Pouvez-vous nous expliquer qui sont les Sœurs de la Perpétuelle Indulgence ?
Sœur Rose : Nous sommes un ordre pauvre, agnostique et dérisoire de folles radicales. Tout a commencé en 1979 à San Francisco le dimanche de Pâques. Des amis se faisaient chier, ils avaient des robes de bonnes sœurs dans leurs penderies et ils se sont dit : « Tiens, si on allait faire les connes dans le quartier gay. ». À l’époque, dans les bars gay, il fallait être viril, avoir un pantalon de cuir, un débardeur blanc et une grosse moustache. C’était une image très stéréotypée, limitante et oppressante. Ils sont sortis dans la rue avec leurs grosses barbes, leurs tenues de bonnes sœurs, leurs voiles noirs et ont débarqué dans les bars. Et là, au lieu de se marrer comme ils s’y attendaient, les gens sont venus les voir en se disant : « Chouette, des bonnes sœurs qui nous ressemblent, à qui on va pouvoir raconter nos histoires, nos problèmes… » et il s’est passé un vrai truc dans l’échange avec les gens, une réelle interaction.
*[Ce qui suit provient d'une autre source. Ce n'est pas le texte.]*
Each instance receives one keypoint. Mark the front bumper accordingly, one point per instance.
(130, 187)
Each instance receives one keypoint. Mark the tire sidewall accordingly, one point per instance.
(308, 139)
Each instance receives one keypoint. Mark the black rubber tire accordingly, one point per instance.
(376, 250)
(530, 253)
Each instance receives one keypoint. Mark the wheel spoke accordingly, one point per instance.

En quelques mois, les Sœurs ont trouvé le nom et elles ont commencé à sortir, à militer, à être présentes sur des manifestations. Leur première manif fut contre l’assassinat de bonnes sœurs par la CIA au Salvador, et la suivante suite à l’accident de Three Mile Island, qui est le plus gros accident nucléaire civil aux États-Unis. Deux sujets très différents mais avec la volonté d’être un ordre dans la cité, conscient de ce qui s’y passe, à son service et de ses humains.
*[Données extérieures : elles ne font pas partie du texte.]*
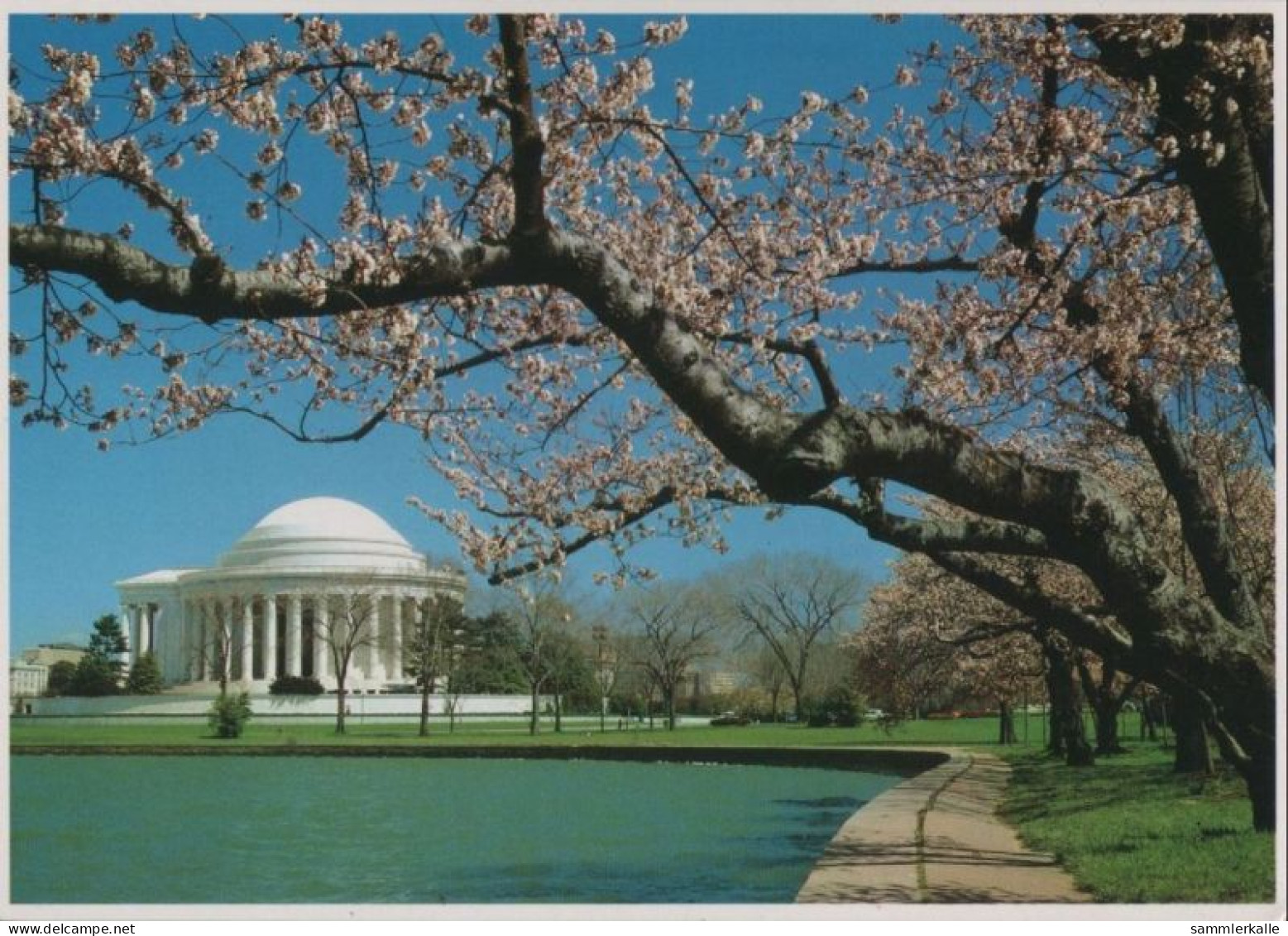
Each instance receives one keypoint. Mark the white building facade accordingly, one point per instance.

Sœur Maria Cullass : Pour préciser, les bonnes sœurs assassinées au Salvador étaient des sœurs catholiques, ce n’était pas des Sœurs du mouvement. Les Sœurs sont donc dès le début un mouvement plutôt activiste, qui lutte pour les droits et contre toutes les formes de discrimination.Les gens sont venus demander de l’aide aux Sœurs. Il faut avoir en tête que dans les premières années, on ne savait pas trop ce qui se passait et cela générait beaucoup de problèmes. Par exemple, l’Église refusait de procéder aux obsèques des gens qui mourraient du sida. Dans les premières années de l’épidémie, les relations avec les familles des disparus pouvaient être violentes. Il arrivait qu’un compagnon revienne des obsèques de son ami et ne puisse plus entrer dans l’appartement, les serrures ayant été changées. Il y avait même des cas où les familles « récupéraient » les corps des personnes qui étaient décédées. Ce qui fait qu’il n’y avait pas pour les compagnons, les amis, la possibilité de faire leur deuil. C’est face à ces situations que la communauté a contacté les Sœurs et leur a demandé d’organiser des cérémonies. C’est comme ça que sont nées ce que nous appelons les Cérémonies des Lumières. C’est également à cette période qu’elles ont créé le premier flyer de prévention le « Play fair, play sex » où elles disaient : « On ne sait pas très bien ce qui se passe, mais il y a un truc, donc faites attention. »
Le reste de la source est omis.